The dots also encode the printer's serial number.

These microdots are so well known to security researchers and civil liberties activists that many color printers add them to documents without people even noticing they are on them.

"By zooming in on the document, it was very clear ... it's interesting and noteworthy that these things are there," says Ted Hahn of Document Cloud, who was the first to notice these dots.

Another observer was security researcher Rob Graham, who posted a blog post explaining how to identify and decrypt dots, explaining that based on the locations they were printed on the paper, they indicated specific hours, minutes, dates, and numbers.

Several security experts who have decrypted the dots have come at the same date and time as the print.

Color printers have been using these tiny dots for several years, and the Electronic Frontier Foundation (EFF) maintains a list of color printers known to use this coding method.

The following image, which was captured by the Electronic Frontier Foundation, shows how to decode it:

A tool that reveals information from points

In addition to this method that may be of interest to spies, point coding has other uses, says Tim Bennett, a data analyst at the software consulting firm Vector 5 who also examined the leaked Defense Department document.

The Electronic Frontier Foundation has an online tool that reveals the encrypted information in the form on the printed paper, and people can use this form to check for fraud, so if they get a document and someone says it is from 2005, with this tool they can tell that it is recent printing.

Cryptography on paper since World War II

The NSA points to a great example of the use of dots that make up messages since World War II, when German spies were found in Mexico who had drawn dots inside an envelope to conceal a memo for German military contacts in Lisbon.

At the time, these spies were working in the dark, trying to get materials from Germany, such as radios and ink.

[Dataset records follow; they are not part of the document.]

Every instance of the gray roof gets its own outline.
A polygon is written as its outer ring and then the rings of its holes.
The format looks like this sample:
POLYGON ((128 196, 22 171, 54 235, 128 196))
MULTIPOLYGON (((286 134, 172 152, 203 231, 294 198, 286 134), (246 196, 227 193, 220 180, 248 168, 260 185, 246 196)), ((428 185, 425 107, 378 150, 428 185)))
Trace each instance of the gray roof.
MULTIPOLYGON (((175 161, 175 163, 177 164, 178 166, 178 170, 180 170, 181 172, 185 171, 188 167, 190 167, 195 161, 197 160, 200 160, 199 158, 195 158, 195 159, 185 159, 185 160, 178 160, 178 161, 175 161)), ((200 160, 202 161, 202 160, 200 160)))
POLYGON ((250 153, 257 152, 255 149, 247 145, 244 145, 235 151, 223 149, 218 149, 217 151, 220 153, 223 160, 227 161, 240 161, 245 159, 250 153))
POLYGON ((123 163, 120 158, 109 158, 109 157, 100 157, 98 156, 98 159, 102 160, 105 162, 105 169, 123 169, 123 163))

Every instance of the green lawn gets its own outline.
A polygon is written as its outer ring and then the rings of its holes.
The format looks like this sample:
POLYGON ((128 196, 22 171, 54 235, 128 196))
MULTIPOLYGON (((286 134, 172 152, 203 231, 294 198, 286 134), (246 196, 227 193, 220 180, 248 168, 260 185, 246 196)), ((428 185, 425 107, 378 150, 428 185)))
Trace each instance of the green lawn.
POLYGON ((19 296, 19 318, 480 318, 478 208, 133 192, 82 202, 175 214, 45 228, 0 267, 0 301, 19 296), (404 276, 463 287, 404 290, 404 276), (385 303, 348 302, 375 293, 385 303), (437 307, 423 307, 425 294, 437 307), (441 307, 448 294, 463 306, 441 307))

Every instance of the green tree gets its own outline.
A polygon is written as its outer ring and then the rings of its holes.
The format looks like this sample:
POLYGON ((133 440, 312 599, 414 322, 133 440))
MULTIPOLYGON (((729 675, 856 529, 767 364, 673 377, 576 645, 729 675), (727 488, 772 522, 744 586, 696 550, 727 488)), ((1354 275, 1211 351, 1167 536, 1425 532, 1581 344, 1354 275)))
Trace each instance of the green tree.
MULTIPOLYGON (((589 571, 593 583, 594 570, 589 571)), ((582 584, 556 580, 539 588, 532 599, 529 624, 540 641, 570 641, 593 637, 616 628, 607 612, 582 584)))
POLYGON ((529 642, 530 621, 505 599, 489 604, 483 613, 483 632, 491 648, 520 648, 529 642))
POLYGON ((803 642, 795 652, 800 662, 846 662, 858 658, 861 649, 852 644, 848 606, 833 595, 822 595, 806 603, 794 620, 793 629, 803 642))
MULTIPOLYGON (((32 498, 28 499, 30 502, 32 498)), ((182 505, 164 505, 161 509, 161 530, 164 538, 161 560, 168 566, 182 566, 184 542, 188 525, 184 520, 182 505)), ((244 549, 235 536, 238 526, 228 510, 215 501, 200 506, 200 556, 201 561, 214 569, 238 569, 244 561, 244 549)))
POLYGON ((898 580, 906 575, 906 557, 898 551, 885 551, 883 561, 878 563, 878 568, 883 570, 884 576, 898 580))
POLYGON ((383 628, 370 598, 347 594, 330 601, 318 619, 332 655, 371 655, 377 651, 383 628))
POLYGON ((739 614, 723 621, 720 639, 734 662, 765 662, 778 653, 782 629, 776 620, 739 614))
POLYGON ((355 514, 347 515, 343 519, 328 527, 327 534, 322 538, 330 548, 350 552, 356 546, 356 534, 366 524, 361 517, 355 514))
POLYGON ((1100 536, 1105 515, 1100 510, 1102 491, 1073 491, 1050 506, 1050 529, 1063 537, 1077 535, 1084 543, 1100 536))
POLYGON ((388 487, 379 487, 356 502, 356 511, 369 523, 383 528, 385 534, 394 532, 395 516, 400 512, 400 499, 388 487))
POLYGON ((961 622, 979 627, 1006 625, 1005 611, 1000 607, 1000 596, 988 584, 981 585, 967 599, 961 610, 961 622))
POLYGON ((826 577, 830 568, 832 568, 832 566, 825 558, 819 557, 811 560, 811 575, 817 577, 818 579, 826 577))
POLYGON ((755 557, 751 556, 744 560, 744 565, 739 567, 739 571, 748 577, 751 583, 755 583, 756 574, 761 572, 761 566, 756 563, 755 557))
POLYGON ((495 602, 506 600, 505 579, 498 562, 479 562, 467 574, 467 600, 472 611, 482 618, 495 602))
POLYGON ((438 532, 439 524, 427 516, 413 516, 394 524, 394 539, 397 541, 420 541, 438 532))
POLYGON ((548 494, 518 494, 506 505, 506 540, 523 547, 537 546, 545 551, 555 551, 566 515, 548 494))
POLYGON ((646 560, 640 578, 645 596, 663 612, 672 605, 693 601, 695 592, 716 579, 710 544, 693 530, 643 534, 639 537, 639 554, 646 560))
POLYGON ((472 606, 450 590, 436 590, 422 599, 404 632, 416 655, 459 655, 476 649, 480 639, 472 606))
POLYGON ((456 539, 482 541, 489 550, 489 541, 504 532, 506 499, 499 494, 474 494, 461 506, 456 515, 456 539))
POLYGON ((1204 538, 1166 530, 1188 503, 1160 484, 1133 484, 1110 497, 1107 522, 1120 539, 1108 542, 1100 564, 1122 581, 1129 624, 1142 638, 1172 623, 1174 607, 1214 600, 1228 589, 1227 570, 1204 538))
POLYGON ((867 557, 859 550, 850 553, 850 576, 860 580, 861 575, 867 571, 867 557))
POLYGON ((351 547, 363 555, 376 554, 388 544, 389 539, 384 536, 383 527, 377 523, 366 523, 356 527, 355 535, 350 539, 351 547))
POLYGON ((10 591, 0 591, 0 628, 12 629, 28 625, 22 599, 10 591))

However, these messages were intercepted by the Allies, and the mission was disrupted.

And the little dots the Germans used were often just bits of miniature deciphered text the size of a whole point.

Today, anyone can try to use microtext to protect their belongings. Some companies, such as Alpha Dot in the United Kingdom, sell small packets of permanent adhesive filled with pinhead-sized dots and bearing microscopic text containing a unique serial number. Paste these items on your important items, auto parts, or merchandise so that if the police recover the stolen items, they can theoretically use the number to match it to its owner.